Analyst: Nokia’s Windows Phone No Match for Android or Apple’s iOS
Are Nokia’s (NYSE:NOK) struggling Windows Phone-powered devices a sign that consumers are happy with the market dominance of Apple’s (NASDAQ:AAPL) iOS and Google’s (NASDAQ:GOOG) Android platforms? Needham & Company analyst Charlie Wolf downgraded Nokia shares from a “Buy” to a “Hold” rating, after a disappointing quarterly earnings report on Thursday, reports Barron’s.
Although Lumia sales actually grew 32 percent over the previous quarter, the average selling price dropped 18 percent. In his research report, Wolf noted that the falling sales price of Nokia’s Windows Phone-based Lumia smartphones seem to “raise the larger question of whether consumers are even interested in a viable third platform in the smartphone market.”

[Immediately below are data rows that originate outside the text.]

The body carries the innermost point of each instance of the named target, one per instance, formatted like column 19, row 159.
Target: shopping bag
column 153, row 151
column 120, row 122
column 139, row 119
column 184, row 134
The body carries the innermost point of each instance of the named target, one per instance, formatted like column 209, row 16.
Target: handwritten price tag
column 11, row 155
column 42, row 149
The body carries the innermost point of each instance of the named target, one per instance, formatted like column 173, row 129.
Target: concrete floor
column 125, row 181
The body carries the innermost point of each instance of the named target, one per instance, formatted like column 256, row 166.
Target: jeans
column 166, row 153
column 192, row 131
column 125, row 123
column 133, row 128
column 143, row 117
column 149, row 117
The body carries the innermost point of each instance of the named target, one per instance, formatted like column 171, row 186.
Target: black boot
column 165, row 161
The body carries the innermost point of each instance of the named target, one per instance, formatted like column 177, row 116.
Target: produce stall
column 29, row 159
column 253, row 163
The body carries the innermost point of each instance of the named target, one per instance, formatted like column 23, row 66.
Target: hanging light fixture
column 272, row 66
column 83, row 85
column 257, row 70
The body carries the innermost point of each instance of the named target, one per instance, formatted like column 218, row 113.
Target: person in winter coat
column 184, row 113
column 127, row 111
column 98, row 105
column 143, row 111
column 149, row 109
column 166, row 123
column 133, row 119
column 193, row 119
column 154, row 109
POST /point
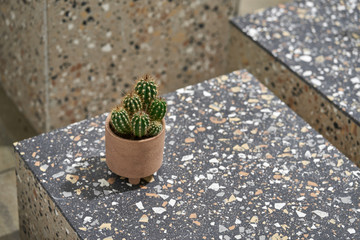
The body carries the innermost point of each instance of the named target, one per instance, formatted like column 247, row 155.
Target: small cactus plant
column 141, row 112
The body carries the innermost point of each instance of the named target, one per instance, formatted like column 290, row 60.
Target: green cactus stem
column 140, row 123
column 120, row 121
column 157, row 109
column 132, row 103
column 146, row 89
column 154, row 128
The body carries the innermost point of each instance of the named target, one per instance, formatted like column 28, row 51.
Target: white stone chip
column 214, row 186
column 187, row 157
column 300, row 214
column 67, row 194
column 106, row 48
column 346, row 199
column 355, row 80
column 44, row 167
column 305, row 58
column 206, row 94
column 279, row 205
column 159, row 210
column 139, row 205
column 316, row 82
column 222, row 228
column 59, row 174
column 214, row 160
column 321, row 213
column 172, row 202
column 103, row 183
column 105, row 7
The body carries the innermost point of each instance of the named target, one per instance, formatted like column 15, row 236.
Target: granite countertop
column 318, row 40
column 237, row 163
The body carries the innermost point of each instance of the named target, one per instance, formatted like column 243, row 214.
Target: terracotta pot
column 133, row 159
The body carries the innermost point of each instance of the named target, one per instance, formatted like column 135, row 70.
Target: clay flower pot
column 133, row 159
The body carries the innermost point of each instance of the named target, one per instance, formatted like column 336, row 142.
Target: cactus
column 154, row 128
column 120, row 121
column 157, row 109
column 141, row 113
column 132, row 103
column 140, row 123
column 146, row 89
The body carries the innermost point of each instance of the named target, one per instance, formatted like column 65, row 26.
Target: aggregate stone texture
column 237, row 163
column 96, row 49
column 308, row 52
column 22, row 57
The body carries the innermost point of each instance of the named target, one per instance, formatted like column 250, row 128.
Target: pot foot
column 134, row 181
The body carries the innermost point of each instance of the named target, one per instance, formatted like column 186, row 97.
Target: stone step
column 237, row 163
column 307, row 53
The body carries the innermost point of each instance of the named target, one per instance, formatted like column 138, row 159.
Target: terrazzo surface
column 318, row 40
column 56, row 55
column 237, row 163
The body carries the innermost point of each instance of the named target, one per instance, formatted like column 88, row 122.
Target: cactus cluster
column 141, row 111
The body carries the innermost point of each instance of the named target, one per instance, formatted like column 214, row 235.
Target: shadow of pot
column 134, row 159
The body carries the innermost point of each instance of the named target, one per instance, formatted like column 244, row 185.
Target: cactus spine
column 141, row 112
column 120, row 121
column 154, row 128
column 132, row 103
column 157, row 109
column 140, row 123
column 147, row 89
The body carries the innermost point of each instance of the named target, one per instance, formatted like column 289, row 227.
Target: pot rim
column 107, row 126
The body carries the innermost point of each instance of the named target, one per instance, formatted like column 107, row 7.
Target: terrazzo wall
column 340, row 129
column 64, row 61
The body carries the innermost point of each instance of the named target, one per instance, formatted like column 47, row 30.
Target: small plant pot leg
column 134, row 181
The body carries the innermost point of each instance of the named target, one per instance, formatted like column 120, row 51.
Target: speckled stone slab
column 237, row 163
column 56, row 55
column 308, row 52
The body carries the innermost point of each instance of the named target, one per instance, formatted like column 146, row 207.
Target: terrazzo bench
column 237, row 163
column 307, row 53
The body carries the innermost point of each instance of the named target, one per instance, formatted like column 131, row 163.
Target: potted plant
column 135, row 132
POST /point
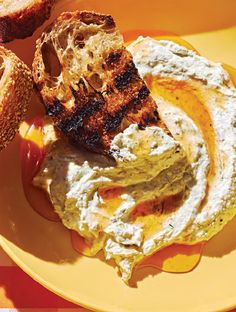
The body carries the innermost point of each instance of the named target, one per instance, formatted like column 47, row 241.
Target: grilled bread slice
column 16, row 85
column 20, row 18
column 88, row 81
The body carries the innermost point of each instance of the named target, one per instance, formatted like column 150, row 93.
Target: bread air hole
column 95, row 81
column 50, row 60
column 1, row 67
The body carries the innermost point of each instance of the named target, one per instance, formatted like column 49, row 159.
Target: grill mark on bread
column 102, row 91
column 125, row 78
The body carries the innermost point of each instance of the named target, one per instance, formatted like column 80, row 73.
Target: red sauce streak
column 32, row 156
column 167, row 259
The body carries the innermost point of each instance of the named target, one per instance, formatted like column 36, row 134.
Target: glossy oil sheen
column 43, row 249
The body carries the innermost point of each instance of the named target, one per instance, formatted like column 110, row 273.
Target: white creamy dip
column 149, row 164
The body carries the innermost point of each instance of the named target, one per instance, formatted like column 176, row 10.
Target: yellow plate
column 43, row 249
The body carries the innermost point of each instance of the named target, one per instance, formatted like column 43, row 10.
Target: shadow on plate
column 223, row 243
column 20, row 224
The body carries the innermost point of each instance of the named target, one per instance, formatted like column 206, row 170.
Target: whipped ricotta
column 149, row 164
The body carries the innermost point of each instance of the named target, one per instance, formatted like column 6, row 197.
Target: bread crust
column 22, row 23
column 16, row 85
column 88, row 81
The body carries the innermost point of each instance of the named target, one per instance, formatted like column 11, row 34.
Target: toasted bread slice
column 19, row 19
column 88, row 81
column 16, row 85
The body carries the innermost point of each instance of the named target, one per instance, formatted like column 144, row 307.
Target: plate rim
column 221, row 306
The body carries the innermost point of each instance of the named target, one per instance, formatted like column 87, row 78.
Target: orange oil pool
column 174, row 258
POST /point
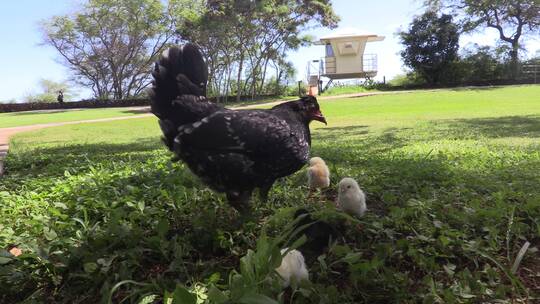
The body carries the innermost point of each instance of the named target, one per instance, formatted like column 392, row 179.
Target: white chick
column 293, row 268
column 318, row 174
column 351, row 199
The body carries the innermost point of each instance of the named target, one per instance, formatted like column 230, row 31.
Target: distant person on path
column 60, row 97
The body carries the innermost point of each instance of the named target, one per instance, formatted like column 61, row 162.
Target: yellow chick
column 318, row 174
column 351, row 199
column 293, row 268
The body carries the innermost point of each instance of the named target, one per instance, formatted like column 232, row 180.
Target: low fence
column 33, row 106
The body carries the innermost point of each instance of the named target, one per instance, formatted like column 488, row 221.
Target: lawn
column 26, row 118
column 100, row 212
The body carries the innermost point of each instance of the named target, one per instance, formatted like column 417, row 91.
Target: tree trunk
column 239, row 78
column 514, row 60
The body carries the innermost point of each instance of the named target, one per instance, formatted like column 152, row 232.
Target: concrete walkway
column 6, row 133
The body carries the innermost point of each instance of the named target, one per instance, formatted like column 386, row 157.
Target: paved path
column 6, row 133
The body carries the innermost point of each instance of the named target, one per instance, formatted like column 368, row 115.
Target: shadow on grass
column 36, row 112
column 144, row 110
column 508, row 126
column 476, row 88
column 54, row 161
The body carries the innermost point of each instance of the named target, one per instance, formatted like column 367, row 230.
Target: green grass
column 451, row 178
column 17, row 119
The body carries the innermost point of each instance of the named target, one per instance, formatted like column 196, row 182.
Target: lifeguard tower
column 344, row 59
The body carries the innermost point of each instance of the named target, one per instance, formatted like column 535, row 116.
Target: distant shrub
column 407, row 80
column 32, row 106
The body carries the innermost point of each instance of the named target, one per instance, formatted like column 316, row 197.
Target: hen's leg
column 239, row 200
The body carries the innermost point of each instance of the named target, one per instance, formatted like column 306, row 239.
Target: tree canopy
column 243, row 40
column 511, row 18
column 431, row 44
column 49, row 90
column 109, row 46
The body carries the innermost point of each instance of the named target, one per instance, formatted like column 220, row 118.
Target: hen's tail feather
column 179, row 71
column 179, row 89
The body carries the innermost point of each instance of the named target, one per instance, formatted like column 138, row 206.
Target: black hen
column 231, row 151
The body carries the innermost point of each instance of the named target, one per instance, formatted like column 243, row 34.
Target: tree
column 243, row 39
column 511, row 18
column 431, row 44
column 49, row 92
column 110, row 45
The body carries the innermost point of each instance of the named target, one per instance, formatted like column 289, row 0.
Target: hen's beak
column 317, row 115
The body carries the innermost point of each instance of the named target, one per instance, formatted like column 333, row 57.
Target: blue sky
column 23, row 61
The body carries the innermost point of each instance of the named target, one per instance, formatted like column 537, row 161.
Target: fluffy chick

“The argument has been made ad nauseam that carriers would like to see a third major smartphone platform emerge to compete with the iPhone and Android. However, Nokia’s second quarter results raise the possibility that consumers are content with just two platforms. If so, this does not speak well for the Microsoft (NASDAQ:MSFT)/Nokia duo going forward,” wrote the analyst.
The average selling price of a Nokia Lumia smartphone fell to €157, or $206, last quarter. Wolf believes that this indicates “that lower priced Lumia represented the bulk of smartphone sales.” However, Nokia recently released the Lumia 1020, which features a 41-megapixel camera and a $300 retail price.
According to IDC data, Google’s Android and Apple’s iOS are the number one and number two ranked smartphone platforms, respectively. In the first quarter of 2013, these two operating systems combined accounted for 92.3 percent of all smartphone operating system shipments. In comparison, Microsoft’s Window Phone operating system held just a 3.2 percent share of the market.
Wolf noted via Barron’s, “The failure of Windows 8 to gain meaningful traction also suggests that smartphone buyers are content to choose between high-end iPhones and Android smartphones in mature markets, and between Android and feature phones in emerging markets.”